The young woman I invited for coffee yesterday is my cousin's fiancée.

completely omits the use of a relative pronoun. (The use of the relative pronouns "who" or "that" is optional in sentences like these.) To state such a thing in German, one would say

Die junge Frau, die ich gestern zum Kaffee eingeladen habe, ist die Verlobte meines Cousins.

The conjugated verb is placed at the end of German relative clauses. This was the preferable use in Latin sentences as well as in Old High German even for main clauses, and remains intact for subclauses, whereas in main clauses the verb takes the second place. (Exceptions: jokes begin with the verb: "Treffen sich zwei Freunde. Kommt einer nicht." which might be translated in a way such as this: Meeting two friends. Coming one fails to do. In family event lyrics, the old custom may be revived for the sake of forced rhyme, e.g. "Mein Onkel ist der beste Mann / und ich dies auch begründen kann." My uncle is right best a man / a thing that really prove I can.)

Likewise, an English participle such as

The man coming round the corner is a thief.

is best translated to a relative clause, e.g.
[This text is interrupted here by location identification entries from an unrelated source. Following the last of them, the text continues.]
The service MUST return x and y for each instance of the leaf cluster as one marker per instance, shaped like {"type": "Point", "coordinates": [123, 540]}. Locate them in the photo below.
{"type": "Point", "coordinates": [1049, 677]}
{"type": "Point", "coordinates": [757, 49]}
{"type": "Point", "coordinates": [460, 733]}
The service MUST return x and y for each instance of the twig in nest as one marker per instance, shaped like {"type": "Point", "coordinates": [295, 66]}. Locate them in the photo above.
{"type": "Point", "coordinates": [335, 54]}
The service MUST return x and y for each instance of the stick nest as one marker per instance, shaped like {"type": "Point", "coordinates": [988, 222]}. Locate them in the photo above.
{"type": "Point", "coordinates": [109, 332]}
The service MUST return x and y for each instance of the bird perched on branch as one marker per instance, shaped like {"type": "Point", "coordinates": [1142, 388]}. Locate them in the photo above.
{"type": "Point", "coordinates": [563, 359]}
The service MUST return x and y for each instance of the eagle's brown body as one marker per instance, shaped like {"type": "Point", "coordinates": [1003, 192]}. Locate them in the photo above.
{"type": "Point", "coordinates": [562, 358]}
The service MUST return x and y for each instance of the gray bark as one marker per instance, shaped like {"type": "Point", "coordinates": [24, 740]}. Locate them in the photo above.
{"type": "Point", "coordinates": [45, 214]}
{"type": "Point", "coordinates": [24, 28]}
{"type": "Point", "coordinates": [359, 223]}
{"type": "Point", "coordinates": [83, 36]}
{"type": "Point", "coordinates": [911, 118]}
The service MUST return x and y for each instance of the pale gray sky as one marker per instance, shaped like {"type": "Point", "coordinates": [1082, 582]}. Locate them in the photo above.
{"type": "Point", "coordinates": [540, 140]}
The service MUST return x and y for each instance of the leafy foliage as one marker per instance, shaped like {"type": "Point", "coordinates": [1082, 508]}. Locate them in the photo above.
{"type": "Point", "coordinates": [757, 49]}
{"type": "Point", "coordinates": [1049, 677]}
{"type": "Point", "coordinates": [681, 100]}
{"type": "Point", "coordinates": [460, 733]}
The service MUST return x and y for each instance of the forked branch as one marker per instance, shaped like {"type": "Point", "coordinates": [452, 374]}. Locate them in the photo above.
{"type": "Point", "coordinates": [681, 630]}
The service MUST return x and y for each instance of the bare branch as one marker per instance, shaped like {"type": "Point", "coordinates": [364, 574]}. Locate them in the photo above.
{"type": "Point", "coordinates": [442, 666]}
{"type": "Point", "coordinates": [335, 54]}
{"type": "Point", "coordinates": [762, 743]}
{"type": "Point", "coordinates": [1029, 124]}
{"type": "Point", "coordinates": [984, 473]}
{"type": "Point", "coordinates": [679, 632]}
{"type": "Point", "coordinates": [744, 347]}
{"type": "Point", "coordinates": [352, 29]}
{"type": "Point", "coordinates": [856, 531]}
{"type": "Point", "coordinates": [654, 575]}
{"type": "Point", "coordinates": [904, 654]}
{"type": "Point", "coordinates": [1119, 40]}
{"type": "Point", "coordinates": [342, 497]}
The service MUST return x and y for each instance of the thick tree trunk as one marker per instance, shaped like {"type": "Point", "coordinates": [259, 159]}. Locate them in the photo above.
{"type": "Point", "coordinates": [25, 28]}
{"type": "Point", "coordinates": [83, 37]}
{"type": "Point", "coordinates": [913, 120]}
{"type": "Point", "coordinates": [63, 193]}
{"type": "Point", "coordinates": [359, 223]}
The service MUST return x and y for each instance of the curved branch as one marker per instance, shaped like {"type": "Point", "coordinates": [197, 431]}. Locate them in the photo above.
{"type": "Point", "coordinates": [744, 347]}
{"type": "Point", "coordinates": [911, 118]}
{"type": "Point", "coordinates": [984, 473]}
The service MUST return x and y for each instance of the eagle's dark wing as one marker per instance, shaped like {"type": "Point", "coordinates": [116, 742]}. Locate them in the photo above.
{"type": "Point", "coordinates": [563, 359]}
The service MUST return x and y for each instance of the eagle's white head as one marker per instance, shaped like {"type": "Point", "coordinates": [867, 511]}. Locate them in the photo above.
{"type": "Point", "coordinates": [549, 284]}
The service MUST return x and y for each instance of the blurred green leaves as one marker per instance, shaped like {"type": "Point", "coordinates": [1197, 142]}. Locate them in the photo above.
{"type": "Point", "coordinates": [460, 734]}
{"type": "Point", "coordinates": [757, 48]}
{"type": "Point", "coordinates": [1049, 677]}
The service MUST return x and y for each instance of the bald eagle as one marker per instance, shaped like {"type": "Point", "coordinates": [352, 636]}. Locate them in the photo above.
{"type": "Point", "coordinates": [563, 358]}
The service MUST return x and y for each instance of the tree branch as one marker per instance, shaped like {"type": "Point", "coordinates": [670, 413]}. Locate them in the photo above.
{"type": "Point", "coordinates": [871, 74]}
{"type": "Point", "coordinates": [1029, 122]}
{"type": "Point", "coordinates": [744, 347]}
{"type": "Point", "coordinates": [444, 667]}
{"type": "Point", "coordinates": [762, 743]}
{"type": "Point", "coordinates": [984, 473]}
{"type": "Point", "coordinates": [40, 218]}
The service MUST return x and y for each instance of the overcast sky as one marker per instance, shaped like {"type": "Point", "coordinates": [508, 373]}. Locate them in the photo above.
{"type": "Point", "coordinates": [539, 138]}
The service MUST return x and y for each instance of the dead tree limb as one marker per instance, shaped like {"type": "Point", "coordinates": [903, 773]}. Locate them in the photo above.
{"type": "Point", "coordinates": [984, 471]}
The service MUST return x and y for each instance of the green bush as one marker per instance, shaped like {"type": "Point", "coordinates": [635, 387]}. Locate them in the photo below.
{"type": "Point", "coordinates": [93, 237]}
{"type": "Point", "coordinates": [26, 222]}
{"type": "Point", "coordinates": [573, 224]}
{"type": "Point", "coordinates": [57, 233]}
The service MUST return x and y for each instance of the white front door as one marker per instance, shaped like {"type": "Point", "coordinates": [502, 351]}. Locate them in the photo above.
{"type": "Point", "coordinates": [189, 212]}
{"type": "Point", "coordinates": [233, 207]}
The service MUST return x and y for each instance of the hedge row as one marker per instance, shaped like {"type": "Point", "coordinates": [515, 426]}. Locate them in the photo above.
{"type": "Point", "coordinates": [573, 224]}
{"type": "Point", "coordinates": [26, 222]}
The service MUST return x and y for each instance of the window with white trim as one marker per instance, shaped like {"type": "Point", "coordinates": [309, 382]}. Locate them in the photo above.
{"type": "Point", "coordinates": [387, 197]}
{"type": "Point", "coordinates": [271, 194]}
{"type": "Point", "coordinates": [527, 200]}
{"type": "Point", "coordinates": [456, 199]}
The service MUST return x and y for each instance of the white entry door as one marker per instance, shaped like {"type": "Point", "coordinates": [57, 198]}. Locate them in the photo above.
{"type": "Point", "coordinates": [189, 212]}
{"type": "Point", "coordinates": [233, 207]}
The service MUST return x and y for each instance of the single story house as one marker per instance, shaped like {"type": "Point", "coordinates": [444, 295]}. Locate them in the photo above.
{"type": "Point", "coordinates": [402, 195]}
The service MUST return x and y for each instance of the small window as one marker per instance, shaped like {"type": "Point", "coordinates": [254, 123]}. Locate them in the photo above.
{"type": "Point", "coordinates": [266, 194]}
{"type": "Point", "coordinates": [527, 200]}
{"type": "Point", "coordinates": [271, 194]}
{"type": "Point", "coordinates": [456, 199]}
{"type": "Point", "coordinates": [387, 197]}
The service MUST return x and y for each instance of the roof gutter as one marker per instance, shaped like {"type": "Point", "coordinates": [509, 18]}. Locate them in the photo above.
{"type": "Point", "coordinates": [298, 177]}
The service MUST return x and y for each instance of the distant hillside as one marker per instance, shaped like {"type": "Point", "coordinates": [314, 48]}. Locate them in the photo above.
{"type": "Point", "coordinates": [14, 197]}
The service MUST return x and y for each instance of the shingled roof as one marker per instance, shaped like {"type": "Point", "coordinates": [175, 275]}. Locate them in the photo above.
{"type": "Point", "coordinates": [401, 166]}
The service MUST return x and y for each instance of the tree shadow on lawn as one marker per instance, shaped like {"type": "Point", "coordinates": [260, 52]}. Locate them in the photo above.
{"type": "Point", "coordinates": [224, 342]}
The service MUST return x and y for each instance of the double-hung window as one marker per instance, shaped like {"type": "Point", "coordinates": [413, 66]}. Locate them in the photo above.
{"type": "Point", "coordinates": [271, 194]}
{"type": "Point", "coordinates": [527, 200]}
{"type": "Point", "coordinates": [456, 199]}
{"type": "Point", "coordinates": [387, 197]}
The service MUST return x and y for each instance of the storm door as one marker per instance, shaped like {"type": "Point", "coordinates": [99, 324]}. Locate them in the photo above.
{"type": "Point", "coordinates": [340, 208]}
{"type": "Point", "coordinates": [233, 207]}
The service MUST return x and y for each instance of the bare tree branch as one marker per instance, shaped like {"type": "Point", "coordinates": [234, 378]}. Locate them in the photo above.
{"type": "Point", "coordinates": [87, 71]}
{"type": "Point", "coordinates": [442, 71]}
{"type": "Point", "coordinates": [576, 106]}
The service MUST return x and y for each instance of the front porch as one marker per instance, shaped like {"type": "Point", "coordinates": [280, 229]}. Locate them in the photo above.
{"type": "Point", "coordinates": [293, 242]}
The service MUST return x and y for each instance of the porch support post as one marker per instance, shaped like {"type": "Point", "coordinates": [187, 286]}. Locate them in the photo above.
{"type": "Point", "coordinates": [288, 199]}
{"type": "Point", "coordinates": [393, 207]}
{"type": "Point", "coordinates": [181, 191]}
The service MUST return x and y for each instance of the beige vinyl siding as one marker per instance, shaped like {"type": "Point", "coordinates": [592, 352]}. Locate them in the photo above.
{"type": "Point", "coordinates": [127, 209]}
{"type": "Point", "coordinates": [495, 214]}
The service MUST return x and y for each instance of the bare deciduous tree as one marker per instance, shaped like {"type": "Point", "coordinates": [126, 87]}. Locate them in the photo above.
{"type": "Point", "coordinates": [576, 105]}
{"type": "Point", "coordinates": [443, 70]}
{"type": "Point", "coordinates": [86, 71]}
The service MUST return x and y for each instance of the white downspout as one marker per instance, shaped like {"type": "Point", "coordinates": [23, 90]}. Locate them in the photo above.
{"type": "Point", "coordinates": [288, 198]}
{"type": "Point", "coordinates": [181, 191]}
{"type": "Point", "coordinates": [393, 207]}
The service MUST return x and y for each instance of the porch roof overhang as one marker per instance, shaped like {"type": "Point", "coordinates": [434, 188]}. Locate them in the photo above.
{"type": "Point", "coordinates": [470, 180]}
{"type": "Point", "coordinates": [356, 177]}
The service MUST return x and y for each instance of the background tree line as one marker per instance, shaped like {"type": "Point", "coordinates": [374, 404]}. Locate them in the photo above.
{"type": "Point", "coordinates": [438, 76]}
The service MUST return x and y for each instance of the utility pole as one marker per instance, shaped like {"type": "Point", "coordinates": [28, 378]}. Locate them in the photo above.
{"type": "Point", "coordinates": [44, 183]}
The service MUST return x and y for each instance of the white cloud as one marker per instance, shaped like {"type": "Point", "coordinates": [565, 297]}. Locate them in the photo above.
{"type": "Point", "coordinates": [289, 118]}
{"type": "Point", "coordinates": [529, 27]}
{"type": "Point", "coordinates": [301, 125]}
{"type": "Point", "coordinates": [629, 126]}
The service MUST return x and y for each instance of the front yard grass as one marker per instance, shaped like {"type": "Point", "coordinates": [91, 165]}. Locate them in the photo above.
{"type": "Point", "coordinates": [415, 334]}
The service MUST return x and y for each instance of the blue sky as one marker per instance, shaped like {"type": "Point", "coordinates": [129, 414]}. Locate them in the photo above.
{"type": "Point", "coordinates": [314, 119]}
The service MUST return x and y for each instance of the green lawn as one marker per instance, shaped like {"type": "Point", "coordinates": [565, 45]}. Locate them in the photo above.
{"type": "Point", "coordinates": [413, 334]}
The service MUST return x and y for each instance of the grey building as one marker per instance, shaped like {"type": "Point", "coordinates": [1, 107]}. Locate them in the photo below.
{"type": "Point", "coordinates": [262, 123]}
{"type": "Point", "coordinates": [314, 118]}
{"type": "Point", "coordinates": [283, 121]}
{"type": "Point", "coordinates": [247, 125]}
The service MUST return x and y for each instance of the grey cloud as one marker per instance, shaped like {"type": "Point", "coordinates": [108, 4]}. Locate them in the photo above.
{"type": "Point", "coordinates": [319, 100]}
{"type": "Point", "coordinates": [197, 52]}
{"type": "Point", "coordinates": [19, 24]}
Der Mann, der gerade um die Ecke kommt, ist ein Dieb.

However, it might be translated literally which would result in what some call a very German sentence, e.g.

Der gerade um die Ecke kommende Mann ist ein Dieb.

====Comparison to the definite article====

Although the pronoun form and the define article form are the same in most cases, there are sometimes differences.

The German definite article:

|  | Masculine | Neuter | Feminine | Plural |
|---|---|---|---|---|
| Nominative | der | das | die | die |
| Accusative | den | das | die | die |
| Dative | dem | dem | der | den |
| Genitive | des | des | der | der |

The German indicative pronouns derived from the definite articles:

|  | Masculine | Neuter | Feminine | Plural |
|---|---|---|---|---|
| Nominative | der | das | die | die |
| Accusative | den | das | die | die |
| Dative | dem | dem | der | denen |
| Genitive | dessen | dessen | deren | deren/derer |

Derer is to be used only for remarking an antecedent it follows.

===Demonstrative pronouns===
Demonstrative pronouns are used to refer to something already defined.

jener, -e, -es (that, the former)

dieser, -e, -es (this, the latter) (or "dies" as abbreviation for dieses)

ersterer, -e, -es (the former)

letzterer, -e, -es (the latter)
all decline
derjenige, diejenige, dasjenige (the one)
 Declined like [def. art] + [jenig-] + weak adj. ending
 Used to identify a noun to be further identified in a relative clause.
derselbe, dieselbe, dasselbe (the same)
 Declined like [def. art] + [selb-] + weak adj. ending
 Used to indicate an identity stronger than der gleiche ("the equal") would. However, the derselbe / der gleiche distinction is not present in all varieties of German.

They follow the format:

|  | Masculine | Neuter | Feminine | Plural |
|---|---|---|---|---|
| Nominative | dieser | dieses | diese | diese |
| Accusative | diesen | dieses | diese | diese |
| Dative | diesem | diesem | dieser | diesen |
| Genitive | dieses | dieses | dieser | dieser |

===Interrogative pronouns===
In German, there are the interrogative pronouns. Most of them have a direct English equivalent:

"Wer?" Who?

"Was?" What?

"Welch" (which) is declined by gender and case.